Zonder vergunning is het verboden om:   a. de bodem op te hogen met meer dan 2 m;
b. grondwerkzaamheden uit te voeren, waartoe worden gerekend woelen en diepploegen.  
Geen vergunning is nodig voor:   als het werkzaamheden betreft met een diepte van minder dan 30 cm onder het bestaande maaiveld;

of

als de werkzaamheden in de bodem direct samenhangen met een verleende omgevingsvergunning op grond van het bepaalde in artikel 17.2 en 17.3;

of

de oppervlakte van de werkzaamheden in de bodem niet groter is dan 1.000 m².  
De vergunning wordt alleen verleend als:   op basis van archeologisch onderzoek is aangetoond, dat de archeologische waarden door het werk en/of de werkzaamheden niet onevenredig worden of kunnen worden geschaad.  
Aan de vergunning kunnen de volgende voorschriften worden verbonden:   a. de verplichting tot het treffen van technische maatregelen waardoor (ondanks de uitvoering van een bouwplan) monumenten in de bodem worden behouden zoals alternatieven voor heiwerk, het al of niet bouwen van kelders, het aanbrengen van een beschermende bodemlaag of andere voorzieningen die op dit doel zijn gericht;

b. de verplichting tot het doen van opgravingen;

c. de verplichting de activiteit die tot een bodemverstoring leidt, te laten begeleiden door een deskundige op het terrein van de archeologische monumentenzorg die voldoet aan een door het bevoegd gezag bij de vergunning te stellen kwalificaties.  
Voordat de vergunning wordt verleend:   wint het bevoegd gezag advies in van een archeologisch deskundige omtrent de vraag of door het verlenen van de vergunning geen onevenredige afbreuk wordt of kan worden gedaan aan de archeologische waarden, en welke voorwaarden dienen te worden gesteld.  

Artikel 18 Waarde - Archeologische verwachting 4

18.1 Toegestane functies en gebruik
Functie(s)   Nadere uitleg of voorwaarden   Wijzigingsbevoegdheid  
De gronden zijn mede bestemd voor behoud en bescherming van te verwachten waardevolle archeologische informatie in de bodem.   Als er strijd ontstaat tussen het belang van bescherming van waardevolle archeologische informatie in de bodem als bedoeld in dit artikel en de andere daar voorkomende bestemmingen, gaan de regels van deze bestemming voor.   a.
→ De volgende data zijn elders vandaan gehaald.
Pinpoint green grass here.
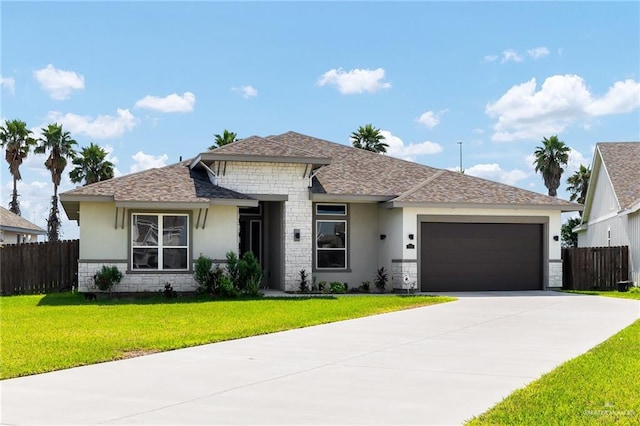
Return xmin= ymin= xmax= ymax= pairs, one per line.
xmin=0 ymin=293 xmax=455 ymax=379
xmin=467 ymin=290 xmax=640 ymax=426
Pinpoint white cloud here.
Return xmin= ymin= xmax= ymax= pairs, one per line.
xmin=231 ymin=86 xmax=258 ymax=99
xmin=485 ymin=74 xmax=640 ymax=141
xmin=527 ymin=46 xmax=549 ymax=61
xmin=317 ymin=68 xmax=391 ymax=95
xmin=129 ymin=151 xmax=169 ymax=173
xmin=456 ymin=163 xmax=529 ymax=185
xmin=501 ymin=49 xmax=522 ymax=63
xmin=135 ymin=92 xmax=196 ymax=112
xmin=47 ymin=108 xmax=138 ymax=139
xmin=416 ymin=109 xmax=448 ymax=129
xmin=380 ymin=130 xmax=442 ymax=161
xmin=0 ymin=75 xmax=16 ymax=93
xmin=33 ymin=64 xmax=84 ymax=101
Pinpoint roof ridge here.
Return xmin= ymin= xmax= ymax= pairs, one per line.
xmin=393 ymin=170 xmax=446 ymax=201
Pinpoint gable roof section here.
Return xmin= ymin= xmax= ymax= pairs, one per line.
xmin=391 ymin=170 xmax=578 ymax=211
xmin=60 ymin=161 xmax=256 ymax=220
xmin=276 ymin=132 xmax=438 ymax=201
xmin=596 ymin=142 xmax=640 ymax=209
xmin=194 ymin=136 xmax=331 ymax=165
xmin=0 ymin=207 xmax=47 ymax=235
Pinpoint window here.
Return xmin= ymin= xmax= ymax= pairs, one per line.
xmin=315 ymin=204 xmax=348 ymax=269
xmin=131 ymin=213 xmax=189 ymax=271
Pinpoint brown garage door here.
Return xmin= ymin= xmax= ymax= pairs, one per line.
xmin=420 ymin=222 xmax=542 ymax=291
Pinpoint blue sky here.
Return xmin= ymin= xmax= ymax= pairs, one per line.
xmin=0 ymin=1 xmax=640 ymax=238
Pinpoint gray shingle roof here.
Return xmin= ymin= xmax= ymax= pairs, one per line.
xmin=0 ymin=207 xmax=47 ymax=235
xmin=63 ymin=161 xmax=251 ymax=203
xmin=62 ymin=132 xmax=581 ymax=211
xmin=597 ymin=142 xmax=640 ymax=209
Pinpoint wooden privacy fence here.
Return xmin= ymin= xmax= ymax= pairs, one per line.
xmin=562 ymin=246 xmax=629 ymax=290
xmin=0 ymin=240 xmax=79 ymax=296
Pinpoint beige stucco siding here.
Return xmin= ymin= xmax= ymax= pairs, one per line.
xmin=191 ymin=206 xmax=238 ymax=259
xmin=80 ymin=203 xmax=129 ymax=260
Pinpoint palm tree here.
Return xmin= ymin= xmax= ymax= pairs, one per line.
xmin=567 ymin=164 xmax=591 ymax=211
xmin=351 ymin=124 xmax=389 ymax=154
xmin=209 ymin=129 xmax=238 ymax=149
xmin=0 ymin=120 xmax=36 ymax=215
xmin=533 ymin=135 xmax=571 ymax=197
xmin=35 ymin=123 xmax=77 ymax=241
xmin=69 ymin=143 xmax=114 ymax=185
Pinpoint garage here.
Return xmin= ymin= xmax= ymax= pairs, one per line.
xmin=420 ymin=222 xmax=543 ymax=291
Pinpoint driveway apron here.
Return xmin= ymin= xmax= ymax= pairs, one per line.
xmin=0 ymin=291 xmax=640 ymax=425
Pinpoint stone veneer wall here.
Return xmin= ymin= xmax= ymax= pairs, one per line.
xmin=391 ymin=259 xmax=419 ymax=291
xmin=217 ymin=162 xmax=313 ymax=291
xmin=547 ymin=260 xmax=562 ymax=288
xmin=78 ymin=261 xmax=198 ymax=293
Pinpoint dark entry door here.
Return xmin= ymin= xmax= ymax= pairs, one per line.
xmin=420 ymin=222 xmax=543 ymax=291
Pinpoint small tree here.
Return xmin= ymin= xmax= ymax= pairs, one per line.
xmin=69 ymin=143 xmax=115 ymax=185
xmin=533 ymin=135 xmax=571 ymax=197
xmin=351 ymin=124 xmax=389 ymax=154
xmin=0 ymin=120 xmax=36 ymax=216
xmin=209 ymin=129 xmax=238 ymax=149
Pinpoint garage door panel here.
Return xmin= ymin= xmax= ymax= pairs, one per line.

Burgemeester en wethouders zijn bevoegd het bestemmingsplan te wijzigen door de bestemming 'Waarde - Archeologische verwachting 4' geheel of gedeeltelijk te doen vervallen, indien op basis van archeologisch onderzoek is aangetoond dat op de betrokken locatie geen archeologische waarden (meer) aanwezig zijn.

b. Burgemeester en wethouders zijn bevoegd het bestemmingsplan te wijzigen door de bestemming 'Waarde - Archeologische verwachting 4' om te zetten in de bestemming 'Waarde - Archeologie', als op basis van archeologisch onderzoek is aangetoond dat op de betrokken locatie behoudenswaardige archeologische waarden aanwezig zijn.  
18.2 Bouwregels
Geen beperkingen als:   het bouwwerkzaamheden betreft met een diepte van minder dan 30 cm onder het bestaande maaiveld;

of

het bouwplan betrekking heeft op vervanging van bestaande bouwwerken, waarbij de oppervlakte niet wordt uitgebreid met uitzondering van nieuwe kelders;

of

de nieuw te bebouwen oppervlakte niet groter is dan 10.000 m².  
In overige gevallen mag bouwen alleen als:   Het bevoegd gezag een omgevingsvergunning als bedoeld in artikel 18.3 verleent voor het afwijken van dit bestemmingsplan.  
18.3 Afwijken van de bouwregels
De vergunning wordt alleen verleend indien:   a. op basis van archeologisch onderzoek is aangetoond, dat de archeologische waarden door de bouwactiviteiten niet onevenredig worden of kunnen worden geschaad.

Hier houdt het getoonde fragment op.